Proses pendidikan atau pengajaran adalah proses dimana pemindahan pengetahuan dari seseorang yang mempunyai pengetahuan kepada orang lain yang belum mengetahui. Dari proses itulah seseorang bisa menjadikan pendidikan sebagai infestasi dimasa depan.

    V.            PENUTUP
Demikianlah makalah yang dapat saya buat dengan materi pendidikan sebagai investasi masa depan. dalam mempelajari falsafah pendidikan islam. Saya sadar bahwa dalam menyusun makalah ini jauh dari kesempurnaan untuk itu kritik dan saran kami harapkan. Semoga bisa bermanfaat bagi orang lain. Amin.

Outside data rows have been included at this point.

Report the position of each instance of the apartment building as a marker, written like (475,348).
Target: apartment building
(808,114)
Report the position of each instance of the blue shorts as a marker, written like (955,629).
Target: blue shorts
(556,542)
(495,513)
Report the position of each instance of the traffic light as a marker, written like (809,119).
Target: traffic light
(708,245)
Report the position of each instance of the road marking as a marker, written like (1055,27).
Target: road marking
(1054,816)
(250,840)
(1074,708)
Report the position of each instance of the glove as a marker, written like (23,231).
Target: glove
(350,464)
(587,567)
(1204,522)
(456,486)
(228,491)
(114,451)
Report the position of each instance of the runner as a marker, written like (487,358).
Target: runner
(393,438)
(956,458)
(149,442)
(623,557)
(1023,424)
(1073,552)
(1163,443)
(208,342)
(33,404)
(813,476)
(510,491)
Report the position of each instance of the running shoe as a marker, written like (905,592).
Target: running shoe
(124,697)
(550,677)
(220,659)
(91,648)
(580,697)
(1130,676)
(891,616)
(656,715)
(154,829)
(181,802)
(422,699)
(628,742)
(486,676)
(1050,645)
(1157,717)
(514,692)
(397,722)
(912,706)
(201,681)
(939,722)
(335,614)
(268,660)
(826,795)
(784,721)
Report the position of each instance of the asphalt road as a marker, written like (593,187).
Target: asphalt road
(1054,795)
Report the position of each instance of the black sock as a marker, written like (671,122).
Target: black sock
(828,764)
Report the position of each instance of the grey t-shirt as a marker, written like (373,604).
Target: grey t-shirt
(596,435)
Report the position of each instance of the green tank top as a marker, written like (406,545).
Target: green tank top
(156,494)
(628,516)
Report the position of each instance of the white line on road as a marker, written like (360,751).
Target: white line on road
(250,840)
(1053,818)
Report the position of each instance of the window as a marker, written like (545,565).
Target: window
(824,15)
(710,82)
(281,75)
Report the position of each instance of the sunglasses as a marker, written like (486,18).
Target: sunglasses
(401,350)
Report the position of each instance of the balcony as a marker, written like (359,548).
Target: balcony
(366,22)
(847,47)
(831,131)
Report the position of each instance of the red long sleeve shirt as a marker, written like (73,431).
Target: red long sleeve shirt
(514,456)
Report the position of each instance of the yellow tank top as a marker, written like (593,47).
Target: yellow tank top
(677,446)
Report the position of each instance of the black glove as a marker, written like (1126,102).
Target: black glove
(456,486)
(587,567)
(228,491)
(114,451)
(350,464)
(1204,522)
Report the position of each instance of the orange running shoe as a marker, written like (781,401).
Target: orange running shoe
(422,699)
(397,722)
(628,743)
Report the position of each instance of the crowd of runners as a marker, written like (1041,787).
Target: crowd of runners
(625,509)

[1] Muhammad As-Said, Filsafat Pendidikan Islam, (Yogyakarta: Mitra Pustaka, 2011), hlm. 1.
[2]https://akhmadsudrajat.wordpress.com/2008/02/08/pengertian-filsafat/
[3] Muhammad As-Said, Filsafat Pendidikan Islam, hlm. 5
[4]Muhammad As-Said, Filsafat Pendidikan Islam, hlm. 5-6
[5] Ramayulis, Ilmu Pendidikan Islam, hlm. 119.
[6] Triyo Supriyatno, Epistemologi Pendidikan Ibn Qayyim al-Jawziyyah, (Malang: UIN-Maliki Press, 2011), hlm. 77.
[7] Ramayulis, Ilmu Pendidikan Islam, hlm. 123.
[8] H.M. Sudiyono, Ilmu Pendidikan Islam: Jilid 1, hlm. 270-271.
[9]H.M. Sudiyono, Ilmu Pendidikan Islam: Jilid 1, hlm. 271-273.
[10] Ramayulis, Ilmu Pendidikan Islam, hlm. 126.
[11] Ramayulis, Ilmu Pendidikan Islam, hlm. 77.
[12] Mahmud, Pemikiran Pendidikan Islam, hlm. 165-173.
[13] Ramayulis, Ilmu Pendidikan Islam, hlm. 127.
[14] Sudiyono, Ilmu Pendidikan Islam: Jilid 1, hlm. 274.


Daftar Pustaka
As-Said, Muhammad, Filsafat Pendidikan Islam, Yogyakarta: Mitra Pustaka, 2011.
D. Marimba, Ahmad, Pengantar Filsafat Pendidikan Islam, Bandung: Al-Ma’arif, 1974.
Mahmud, Pemikiran Pendidikan Islam, Bandung: Pustaka Setia, 2011.
Ramayulis, Ilmu Pendidikan Islam, Jakarta: Radar Jaya Offset, 1998.
Sudiyono, H.M., Ilmu Pendidikan Islam: Jilid 1, Jakarta: Rineka Cipta, 2009.
Supriyatno, Triyo, Epistemologi Pendidikan Ibn Qayyim al-Jawziyyah, Malang: UIN-Maliki Press, 2011.